On May 19th the Journal of the American College of Cardiology published an illuminating paper by Pant et al. examining the impact of a dramatic change in one of the Cardiac Guidelines. The paper was entitled “Trends in Infective Endocarditis Incidence, Microbiology, and Valve Replacement in the United States from 2000 to 2011”. In 2007 the ACC/AHA Guidelines were radically shifted, advocating an enormous reduction in sub-acute bacterial endocarditis prophylaxis (SBEP) precautions. The rationale for the dramatic shift from an aggressive to a conservative stance emanated from two findings: a lack of RCT evidence for the need for SBEP precautions under most circumstances, and the growing problem of antibiotic resistance. Without claiming prescience or any other such miraculous gift, I will tell you that at the time I predicted a significant future rise in endocarditis. My belief was that the guidelines overshot their intentions. Some individuals, I surmised, have valvular heart disease that predisposes them to developing SBE yet fails to be “significant” enough to make them candidates for the revised SBEP recommendations.
For several years I bucked the system and continued my aggressive prophylaxis. Then I buckled. I followed the guidelines to a tee. Though none of my patients has developed SBE, I now question my decision to cave under the pressure of the guidelines. I have always been one to try to think through issues, to treat patients outside any preordained box and beyond an overly simplified algorithmic construct. But in this case I felt perhaps I should just go with the flow. In truth, it was just easier to do so. My liability was lessened and my decision-making efforts were simplified. Yet, in retrospect, seeing the predictable rise in streptococcal SBE, I have been forced to re-examine my decision. In doing so, once again I am confronted with our current fixation on RCTs as proof positive “evidence,” with all other levels of understanding being “non-evidence”.

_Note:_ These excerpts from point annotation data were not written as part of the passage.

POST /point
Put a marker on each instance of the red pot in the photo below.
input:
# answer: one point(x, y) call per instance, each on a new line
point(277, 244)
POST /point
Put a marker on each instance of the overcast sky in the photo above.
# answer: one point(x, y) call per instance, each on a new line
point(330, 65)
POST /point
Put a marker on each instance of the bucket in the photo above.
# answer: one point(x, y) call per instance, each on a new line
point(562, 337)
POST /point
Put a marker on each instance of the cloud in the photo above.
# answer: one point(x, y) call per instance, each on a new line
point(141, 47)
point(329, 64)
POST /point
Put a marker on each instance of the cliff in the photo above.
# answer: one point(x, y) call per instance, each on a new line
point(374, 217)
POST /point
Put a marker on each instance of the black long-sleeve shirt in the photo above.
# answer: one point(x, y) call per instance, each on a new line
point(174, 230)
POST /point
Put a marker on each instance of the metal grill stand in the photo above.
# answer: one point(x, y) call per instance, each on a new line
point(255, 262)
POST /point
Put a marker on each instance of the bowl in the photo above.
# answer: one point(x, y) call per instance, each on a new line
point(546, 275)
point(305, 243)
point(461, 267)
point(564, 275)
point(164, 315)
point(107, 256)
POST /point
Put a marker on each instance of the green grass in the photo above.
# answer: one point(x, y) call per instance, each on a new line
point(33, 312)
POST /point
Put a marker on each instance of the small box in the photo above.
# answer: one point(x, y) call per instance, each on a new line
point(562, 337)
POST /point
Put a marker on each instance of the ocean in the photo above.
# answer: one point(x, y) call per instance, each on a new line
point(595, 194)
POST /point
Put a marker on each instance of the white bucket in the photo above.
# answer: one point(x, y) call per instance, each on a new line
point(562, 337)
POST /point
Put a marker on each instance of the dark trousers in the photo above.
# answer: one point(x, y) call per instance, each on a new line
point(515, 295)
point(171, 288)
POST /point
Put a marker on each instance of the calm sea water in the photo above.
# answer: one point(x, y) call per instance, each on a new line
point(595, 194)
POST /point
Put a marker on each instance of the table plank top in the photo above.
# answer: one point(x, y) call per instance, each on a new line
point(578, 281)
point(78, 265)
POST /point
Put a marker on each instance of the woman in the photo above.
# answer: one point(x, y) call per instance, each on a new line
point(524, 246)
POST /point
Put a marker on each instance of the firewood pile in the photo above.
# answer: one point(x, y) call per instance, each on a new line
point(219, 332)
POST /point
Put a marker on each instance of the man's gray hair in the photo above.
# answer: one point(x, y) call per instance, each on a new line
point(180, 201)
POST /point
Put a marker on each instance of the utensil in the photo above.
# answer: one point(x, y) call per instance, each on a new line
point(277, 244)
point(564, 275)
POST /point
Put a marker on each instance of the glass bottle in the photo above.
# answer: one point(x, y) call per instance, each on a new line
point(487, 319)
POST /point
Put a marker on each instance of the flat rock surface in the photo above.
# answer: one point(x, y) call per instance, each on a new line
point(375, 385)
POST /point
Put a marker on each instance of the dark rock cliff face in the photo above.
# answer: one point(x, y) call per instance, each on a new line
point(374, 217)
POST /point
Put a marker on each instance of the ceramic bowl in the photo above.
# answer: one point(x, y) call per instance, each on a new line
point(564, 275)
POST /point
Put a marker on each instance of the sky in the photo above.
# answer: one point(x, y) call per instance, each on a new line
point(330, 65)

The absence of RCTs in this construct is tantamount to a lack of evidence. This paradigm is of course false. Many levels of valid evidence exist and oversimplification, though appealing, is inherently flawed and theoretically dangerous. We see this now in eight years of follow up after the change in ACC/AHA SBEP Guidelines. We also see this in many other aspects of everyday practice. Though I chose an easier and perhaps idler path in this circumstance, I will now reverse my position and once again give greater thought to each SBEP recommendation I render. It will take longer to do so; more complex doctor-patient discussions will be required; and larger liability will fall upon my shoulders. But these are the elements required to be a better physician. I owe it to my patients, and equally importantly to myself, to do so. Having said this, pragmatic issues remain. How do we practice medicine in an efficient, cost-effective, economically sound, intellectually stimulating, personalized, high-level fashion, while adhering to the mounting pressure of regulatory changes and requirements? This is the question that requires our most focused attention yet typically receives short shrift. For modern American Medicine to enjoy the future we all believe it deserves, this question, along with its counterparts, deserves our full and undivided attention.